Until 1913 there was a shelfmarking system of numbers and letters to indicate bookcases and shelves. These were written in the top right hand corner of the flyleaf, next to the accession number. This numbering was used while the library was at Snow Hill and was retained unchanged when the Library was moved to Wigmore Street in 1911.
T.W. Huck, the first professional Librarian (1913-1916), started an alphabetical classification but didn't get beyond class A in applying it. His numbers appear in the centre of the front pastedown.

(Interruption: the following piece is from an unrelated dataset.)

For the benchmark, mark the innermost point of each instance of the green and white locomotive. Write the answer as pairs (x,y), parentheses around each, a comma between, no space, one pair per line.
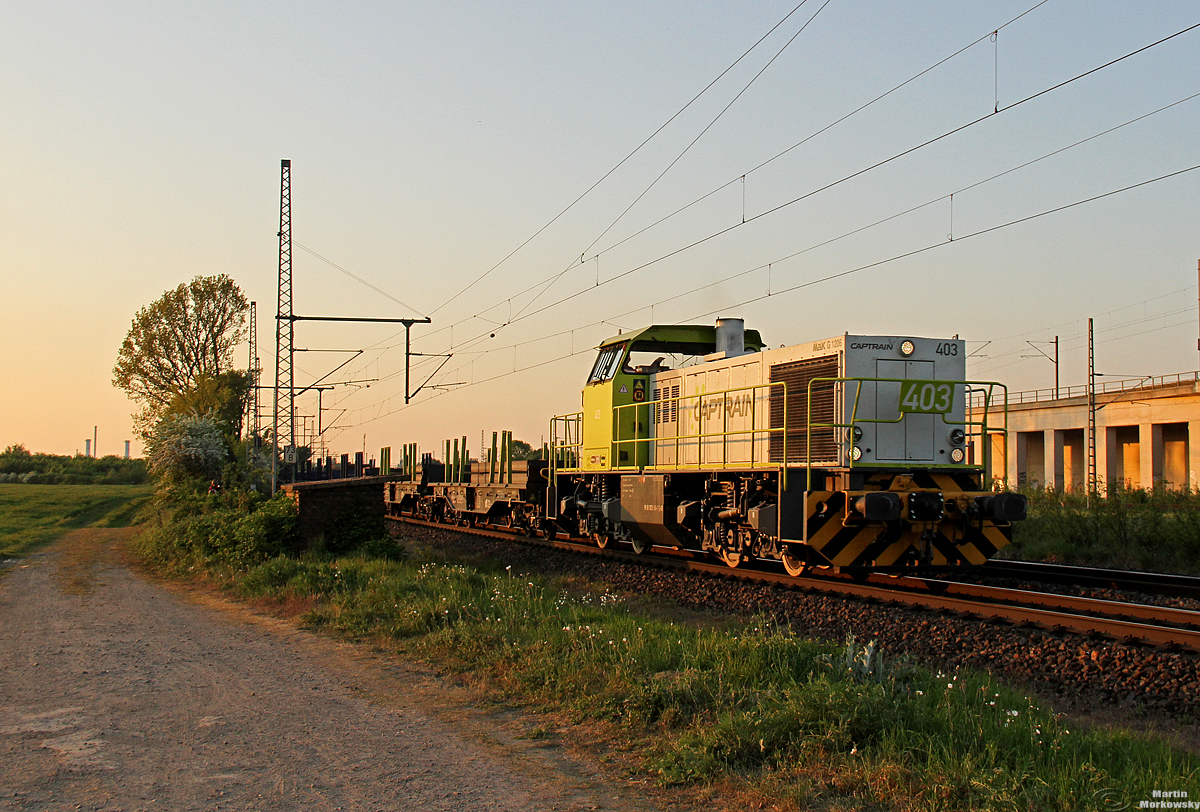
(853,451)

C.C. Barnard, his successor (1919-1921), devised a new classification retaining Huck's alphabetical outline. This was developed by subsequent librarians and used from the whole Library until 1946. These shelfmarks are about a third of the way down the front pastedown. (The Barnard Classification for Medical and Veterinary Libraries still used by Wellcome Collection, and a handful of other specialist libraries, was first published by C.C. Barnard in 1936, when he was Librarian at the London School of Hygiene and Tropical Medicine.)
After the abandonment of the Huck/Barnard in-house classification the books were arranged by date and size and then alphabetically by author (or other heading) with no shelfmarks allocated.
Incunables were given their own shelfmarking system of numbers and letters. Originally this related to actual cases with the smallest books at the top (shelf 'a') and increasing in size to 'f' at the bottom, and books on each shelf in numerical order.
Some books have notes of subject headings at the end, in the hand of H.R. Priest, Assistant Librarian, 1906-1911.